Bénie soit la Providence qui a donné à chacun un joujou: la poupée à l'enfant, l'enfant à la femme, la femme à l'homme, et l'homme au diable.
Victor Hugo - Marie Tudor (1833), I, 2
La fatalité, la providence : quelle différence ? Aucune et pourtant nous avons l’habitude de classer la fatalité dans les causes de malheur et la providence dans celles de la bonne chance.
Victor Hugo est un peu plus rigoureux : la Providence c’est ce qui met de l’ordre dans la Création, et pas n’importe quel ordre. Il s’agit de l’ordre des fonctions. Que chaque chose créée ait une fonction par rapport à un autre élément créé, de sorte que se construise ainsi une pyramide dont chaque étage soit nécessaire pour l’existence de l’étage supérieur.

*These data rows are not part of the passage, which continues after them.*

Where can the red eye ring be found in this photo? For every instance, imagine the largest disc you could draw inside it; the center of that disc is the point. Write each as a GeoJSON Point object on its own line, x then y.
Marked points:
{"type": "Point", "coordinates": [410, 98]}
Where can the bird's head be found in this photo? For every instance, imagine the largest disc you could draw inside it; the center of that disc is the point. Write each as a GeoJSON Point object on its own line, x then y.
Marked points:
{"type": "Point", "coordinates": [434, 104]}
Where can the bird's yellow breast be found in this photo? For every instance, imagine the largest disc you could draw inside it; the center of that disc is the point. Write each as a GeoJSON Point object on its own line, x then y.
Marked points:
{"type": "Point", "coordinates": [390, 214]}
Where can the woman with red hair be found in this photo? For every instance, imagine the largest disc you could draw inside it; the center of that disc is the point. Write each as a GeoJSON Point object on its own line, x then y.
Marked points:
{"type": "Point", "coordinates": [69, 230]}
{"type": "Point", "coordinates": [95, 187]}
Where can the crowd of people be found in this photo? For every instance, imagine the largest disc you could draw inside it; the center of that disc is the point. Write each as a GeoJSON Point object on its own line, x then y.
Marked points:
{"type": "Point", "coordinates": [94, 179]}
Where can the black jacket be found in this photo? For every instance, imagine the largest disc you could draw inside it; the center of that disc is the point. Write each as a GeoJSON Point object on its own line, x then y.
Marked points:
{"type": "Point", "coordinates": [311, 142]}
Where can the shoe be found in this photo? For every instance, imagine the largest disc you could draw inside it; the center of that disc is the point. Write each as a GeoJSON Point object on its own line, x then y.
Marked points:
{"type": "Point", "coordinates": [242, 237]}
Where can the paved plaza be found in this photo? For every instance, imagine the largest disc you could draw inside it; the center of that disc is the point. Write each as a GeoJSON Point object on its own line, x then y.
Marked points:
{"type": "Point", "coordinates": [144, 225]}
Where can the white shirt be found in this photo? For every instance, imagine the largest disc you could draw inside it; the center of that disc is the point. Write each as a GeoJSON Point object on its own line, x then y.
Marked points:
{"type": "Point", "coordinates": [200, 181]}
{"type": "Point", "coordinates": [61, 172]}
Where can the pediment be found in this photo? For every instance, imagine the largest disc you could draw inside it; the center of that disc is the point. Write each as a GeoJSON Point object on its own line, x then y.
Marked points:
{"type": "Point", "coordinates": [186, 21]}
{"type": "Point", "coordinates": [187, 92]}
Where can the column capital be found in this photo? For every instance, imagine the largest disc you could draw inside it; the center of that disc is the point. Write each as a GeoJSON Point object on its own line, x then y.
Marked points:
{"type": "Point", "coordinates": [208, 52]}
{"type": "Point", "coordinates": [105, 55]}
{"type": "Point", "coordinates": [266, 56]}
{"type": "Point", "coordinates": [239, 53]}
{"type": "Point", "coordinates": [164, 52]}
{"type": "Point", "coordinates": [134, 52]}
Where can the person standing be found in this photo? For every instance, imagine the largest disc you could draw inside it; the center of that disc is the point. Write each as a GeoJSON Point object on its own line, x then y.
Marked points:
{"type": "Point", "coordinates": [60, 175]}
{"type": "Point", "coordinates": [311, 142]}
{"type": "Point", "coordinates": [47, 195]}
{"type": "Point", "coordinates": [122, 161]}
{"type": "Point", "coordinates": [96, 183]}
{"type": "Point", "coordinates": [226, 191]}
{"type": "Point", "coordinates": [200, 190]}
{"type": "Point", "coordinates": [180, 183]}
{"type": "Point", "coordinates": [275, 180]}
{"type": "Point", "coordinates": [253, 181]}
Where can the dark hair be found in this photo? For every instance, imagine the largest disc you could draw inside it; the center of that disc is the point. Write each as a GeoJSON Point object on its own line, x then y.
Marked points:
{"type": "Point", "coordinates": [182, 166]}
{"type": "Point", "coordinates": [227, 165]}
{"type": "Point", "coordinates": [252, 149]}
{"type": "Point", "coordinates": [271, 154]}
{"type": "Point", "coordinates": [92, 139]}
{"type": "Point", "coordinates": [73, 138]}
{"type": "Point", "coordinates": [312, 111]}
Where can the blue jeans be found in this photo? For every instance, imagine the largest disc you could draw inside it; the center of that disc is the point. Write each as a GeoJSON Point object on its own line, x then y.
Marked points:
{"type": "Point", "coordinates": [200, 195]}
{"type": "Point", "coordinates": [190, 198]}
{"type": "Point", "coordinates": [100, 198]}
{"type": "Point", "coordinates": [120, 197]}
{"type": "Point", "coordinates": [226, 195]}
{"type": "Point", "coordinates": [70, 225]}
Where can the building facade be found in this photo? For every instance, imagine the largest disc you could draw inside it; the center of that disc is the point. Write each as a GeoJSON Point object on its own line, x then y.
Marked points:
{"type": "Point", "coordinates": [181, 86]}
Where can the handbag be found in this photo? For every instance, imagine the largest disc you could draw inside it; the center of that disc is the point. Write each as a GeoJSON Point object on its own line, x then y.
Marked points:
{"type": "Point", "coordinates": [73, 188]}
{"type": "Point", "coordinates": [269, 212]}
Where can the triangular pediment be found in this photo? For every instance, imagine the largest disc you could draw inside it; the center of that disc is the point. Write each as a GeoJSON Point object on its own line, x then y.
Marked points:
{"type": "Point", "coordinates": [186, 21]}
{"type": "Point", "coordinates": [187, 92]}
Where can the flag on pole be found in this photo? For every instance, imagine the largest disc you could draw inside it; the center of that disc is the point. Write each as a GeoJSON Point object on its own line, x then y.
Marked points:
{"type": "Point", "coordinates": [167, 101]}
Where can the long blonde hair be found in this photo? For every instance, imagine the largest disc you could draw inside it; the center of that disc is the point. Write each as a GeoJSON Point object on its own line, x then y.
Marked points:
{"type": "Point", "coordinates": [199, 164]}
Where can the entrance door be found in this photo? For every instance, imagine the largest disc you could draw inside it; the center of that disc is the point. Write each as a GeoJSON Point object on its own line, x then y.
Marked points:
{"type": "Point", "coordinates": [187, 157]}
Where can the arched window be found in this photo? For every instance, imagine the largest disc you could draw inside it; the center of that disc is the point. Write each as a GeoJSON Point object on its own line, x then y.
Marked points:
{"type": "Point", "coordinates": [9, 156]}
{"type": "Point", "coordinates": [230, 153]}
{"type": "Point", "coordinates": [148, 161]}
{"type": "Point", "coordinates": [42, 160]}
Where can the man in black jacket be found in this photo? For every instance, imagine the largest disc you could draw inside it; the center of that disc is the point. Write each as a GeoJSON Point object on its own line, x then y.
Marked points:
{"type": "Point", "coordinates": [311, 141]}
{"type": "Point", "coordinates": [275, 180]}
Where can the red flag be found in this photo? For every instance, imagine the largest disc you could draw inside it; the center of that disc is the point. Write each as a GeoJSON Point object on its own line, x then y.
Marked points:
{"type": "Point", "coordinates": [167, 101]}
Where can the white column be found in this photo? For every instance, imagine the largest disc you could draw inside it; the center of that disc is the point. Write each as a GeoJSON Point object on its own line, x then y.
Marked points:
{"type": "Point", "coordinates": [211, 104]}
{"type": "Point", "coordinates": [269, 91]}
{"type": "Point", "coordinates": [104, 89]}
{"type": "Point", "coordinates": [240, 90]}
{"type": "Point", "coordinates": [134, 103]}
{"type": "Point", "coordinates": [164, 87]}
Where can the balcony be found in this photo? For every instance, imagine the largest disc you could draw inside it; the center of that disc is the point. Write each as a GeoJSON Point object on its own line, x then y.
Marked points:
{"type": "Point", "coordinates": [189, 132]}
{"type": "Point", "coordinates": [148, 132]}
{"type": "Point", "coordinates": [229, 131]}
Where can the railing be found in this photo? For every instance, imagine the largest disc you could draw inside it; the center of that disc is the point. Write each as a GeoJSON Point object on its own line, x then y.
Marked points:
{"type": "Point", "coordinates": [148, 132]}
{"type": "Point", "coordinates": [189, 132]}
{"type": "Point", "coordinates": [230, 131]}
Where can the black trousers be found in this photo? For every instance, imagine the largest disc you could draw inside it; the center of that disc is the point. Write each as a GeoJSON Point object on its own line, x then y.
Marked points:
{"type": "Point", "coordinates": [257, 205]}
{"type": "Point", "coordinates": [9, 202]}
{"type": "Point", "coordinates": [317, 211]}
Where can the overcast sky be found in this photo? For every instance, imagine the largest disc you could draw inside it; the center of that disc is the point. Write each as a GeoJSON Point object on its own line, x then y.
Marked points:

Ainsi on a le triple avantage que :
1 - L’ensemble soit autosuffisant ;
2 - Que tout ayant une fonction ait un sens ;
3 - Que l’homme, placé au sommet de la pyramide puisse tirer avantage de la Création toute entière sans avoir à s’en justifier.
Encore que ce soit difficile à avaler, je passerai sur le fait qu’une telle conception nous oblige à bénir n’importe quoi, y compris que « l'enfant [soit le joujou de] la femme, la femme [celui de] l'homme, et l'homme [celui du] diable » (1).
En revanche, on a toujours eu quelques difficultés (et déjà au 17ème siècle) à admettre que tout ait un sens en raison d’un bénéfice apporté à la création - et plus encore à l’homme. Car disait-on, lorsqu’il pleut sur la mer, alors que d’effroyables et arides déserts font d’épouvantables conditions d’existence pour les peuples qui y vivent, comment la Providence peut-elle justifier cela ? Plus tard, avec le tremblement de terre de Lisbonne, la même question est réapparue (voir Post du 12 février 2006).
Mais le 3ème point, peut-être plus actuel pour nous qui voulons protéger la planète de nos industries, devrait retenir notre attention. On a dit bien des fois que les peuples « premiers », du fait de leur animisme étaient dans une attitude de respect vis-à-vis de la nature, et que, lorsqu’ils tuaient un animal pour vivre, ils ne manquaient pas de faire une offrande - à la nature, au Totem symbolisé par cet animal - pour compenser la perte qu’ils venaient de lui occasionner. Voyez la différence avec la conception « providentielle » (= providentialiste) : l’homme a le droit d’exploiter la nature car non seulement elle lui a été donnée par Dieu, mais encore parce qu’il lui est supérieur : c’est pour lui qu’elle existe.
Pour sauver la Planète, ensauvageons-nous !
(1) Victor n’est pas sérieux. La femme n’est pas la jouet de l’homme mais son auxiliaire, comme le prouve le texte de la Genèse :
2.20 Et l'homme donna des noms à tout le bétail, aux oiseaux du ciel et à tous les animaux des champs; mais, pour l'homme, il ne trouva point d'aide semblable à lui.
2.21 Alors l'Éternel Dieu fit tomber un profond sommeil sur l'homme, qui s'endormit; il prit une de ses côtes, et referma la chair à sa place.
2.22 L'Éternel Dieu forma une femme de la côte qu'il avait prise de l'homme, et il l'amena vers l'homme.
Si vous n’êtes pas encore content(e) avec cette nuance, vous connaissez l’Auteur ? C’est à Lui que vous devez vous plaindre.